Najnowszy projekt miniaturowej konsoli - Pocket Sprite - to odpowiednik klasycznego Game Boya w rozmiarach breloka do kluczy. Jego wymiary to 55 x 32 x 14 mm. Kieszonkowy emulator pozwoli nie tylko na zagranie w klasyki, ale również w gry Sega master System czy Game Gear. Prawdziwa gratka dla miłośników retro gamingu!

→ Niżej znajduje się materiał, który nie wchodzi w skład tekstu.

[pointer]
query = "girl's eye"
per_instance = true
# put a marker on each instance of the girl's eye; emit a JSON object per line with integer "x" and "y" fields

Rozmiary urządzenia pozwoliły na zastosowanie 240-megahercowego procesora ESP32, który współpracuje z 520 kilobajtami pamięci RAM. Bardziej zorientowani zauważą, że jest to około 30-krotnie większa ilość niż w oryginalnej konsoli sprzed ponad 20 lat. Zaletą nowej konstrukcji jest także ekran OLED (wyświetlający obraz 96x64 px 60fps), moduły Bluetooth i WiFi, głośnik oraz akumulator. Konsola oferuje również otwartość kodu, co może być zarówno plusem, jak i minusem.
Ciekawym dodatkiem jest możliwość zakupu wersji złożonej lub Hacker Edition - do samodzielnego złożenia. Pocket Sprite zamówicie na stronie CrowdSupply za 55 USD. Pierwsze zminiaturyzowane Game Boye zostaną wysłane już 15 kwietnia.